Like a pesky cold, the loan market just can’t shake the “skin in the game” provision — a risk retention rule in the Dodd-Frank bill that would require “a securitizer” to retain 5% of the assets of a securitized vehicle.

Following a Federal Reserve study in October, which acknowledged that all structured vehicles are not created equal and shouldn’t be treated as such, market participants expected CLOs to be exempted from the 5% rule. So when the FDIC announced its proposed regulations the last week of March, lumping CLOs in with securitizations, market participants found themselves taken aback. 

Continuing its fight against a blanket “skin in the game” regulation, the Loan Syndications and Trading Association (LSTA) is preparing a comment letter and planning to meet with lawmakers in an effort to help create a more nuanced rule that would be appropriate for CLOs. The LSTA has already met with more than 20 lawmakers, as well as the Securities and Exchange Commission, the Federal Deposit Insurance Corp., the Federal Reserve and the Office of the Comptroller of the Currency.

“LSTA members are quite concerned that the risk retention rules, which were structured with “originate-to-distribute” ABS in mind, simply don’t fit the CLO architecture,” said Meredith Coffey, executive vice president of the LSTA. “As a result, as currently written, the risk retention rules could hamstring the revival of the CLO market. This is particularly unfortunate as CLOs performed exactly as structured in the downturn.”

Others agree the rules could ail the CLO market. “The [proposed rules] may limit CLO new issuance,” said David Preston, an analyst at Wells Fargo. The rules could also “reduce the universe of CLO managers by limiting new CLO issuance to managers affiliated with larger, deep-pocketed institutions, which could, in turn, limit competition among CLO managers.” According to Preston, in the absence of new CLOs, investors will turn to secondary CLOs or refinance/restructure existing CLOs.

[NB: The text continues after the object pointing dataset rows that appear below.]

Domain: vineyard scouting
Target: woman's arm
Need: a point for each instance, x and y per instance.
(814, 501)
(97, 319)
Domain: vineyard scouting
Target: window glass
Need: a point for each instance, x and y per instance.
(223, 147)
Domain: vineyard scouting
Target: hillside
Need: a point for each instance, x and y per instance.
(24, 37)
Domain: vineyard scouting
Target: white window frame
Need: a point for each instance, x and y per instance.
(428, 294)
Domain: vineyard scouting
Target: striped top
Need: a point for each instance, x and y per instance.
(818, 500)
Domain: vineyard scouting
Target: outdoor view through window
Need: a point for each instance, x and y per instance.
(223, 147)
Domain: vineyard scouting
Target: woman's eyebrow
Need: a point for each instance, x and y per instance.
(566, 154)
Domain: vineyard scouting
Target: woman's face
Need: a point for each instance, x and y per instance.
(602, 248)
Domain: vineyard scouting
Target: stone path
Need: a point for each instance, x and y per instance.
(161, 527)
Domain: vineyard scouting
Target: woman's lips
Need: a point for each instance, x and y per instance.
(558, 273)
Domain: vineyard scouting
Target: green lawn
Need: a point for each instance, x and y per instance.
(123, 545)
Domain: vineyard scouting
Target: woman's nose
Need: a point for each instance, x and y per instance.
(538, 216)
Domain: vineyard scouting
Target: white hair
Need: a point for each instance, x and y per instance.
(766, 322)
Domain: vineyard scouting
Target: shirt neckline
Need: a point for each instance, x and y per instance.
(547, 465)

The proposed rules were issued by the FDIC last week in the 374-page Joint Notice of Proposed Rulemaking. FDIC Chair Sheila Bair said in a statement, “Fundamentally, this rule is about reforming the ‘originate-to-distribute’ model for securitization and realigning the interests in structured finance.”

The rule would specifically require the securitizer to retain 5% of the aggregate credit risk of the assets. The proposed rules designate the securitizer as the CLO manager because the CLO manager selects the commercial loans that are purchased.

There are several ways a CLO manager can retain risk under the regulation. One way is to take a 5% pro rata vertical slice through each issued class. Another way is to take a 5% horizontal slice, in which the CLO manager retains first-loss position in an amount equal to at least 5% of the par value of the CLO. The CLO manager could also combine these options, taking an L-shaped portion of the CLO that consists of both a vertical slice and a horizontal slice (for detailed examples, please see cart below). The CLO manager could also opt to set up a cash reserve fund that is equal to 5% of the CLO valued at par. The last option is to, as the rule states, take a “representative sample,” in which the CLO manager retains a randomly picked pool of assets equal to 5.265% of the unpaid principal balance of the fund.

A Boston-based investor who is against the 5% rule said, “There is a lot of pushback going on. The goal [of the rules] is to have some ‘skin in the game.’ But there are arguments out there that managers have tiered management fee structures, so there is an alignment of financial interest already in the structure. In addition, there are reputational alignments of interest, i.e. loan managers are incentivized to make these deals work or lose their franchise.”

The proposed regulation was a shock for some market participants, mainly because they were banking on a Federal Reserve study that was conducted in October 2010, which examined the impact of the risk retention rules on nine types of securitizations and the existing fee and incentive structures for each.

The Fed’s study, according to Preston, did an “excellent job of reviewing the various investor protections currently in the different types of securitizations.”

When the study was over, it found that a one-size-fits-all risk retention rule for the different types of securitizations was not appropriate. The Fed’s recommendations, though, have apparently been ignored.

“The reaction thus far is WTF?” said a New York-based investor.

The proposed rules are problematic for the CLO market because market participants say many CLO managers don’t have the liquidity to purchase 5% of a CLO valued at par.

According to a recent LSTA poll, 87% of participants said they could not retain a 5% vertical slice. “If the vertical pro rata strip approach doesn’t work, then the L-shaped option won’t work either,” Coffey wrote in a recent LSTA letter to its members. Of the CLO managers the LSTA polled, only five said they could raise a new CLO if they had to retain a horizontal slice.

“We believe this rule could effectively exclude independent asset management companies from the primary CLO market,” said Preston. “These firms generally issue CLOs to gain asset management fee income, and these firms typically do not have sufficient capital to purchase 5% of a new CLO.”

The CLO market has its next checkup with lawmakers on June 10, which is the end of the comment period for the proposed rules. After that, regulators will finalize the rules. Market sources familiar with the regulation process are unsure how long finalization will take, but they speculate it will happen sometime in early autumn. The rules would go into effect two years later.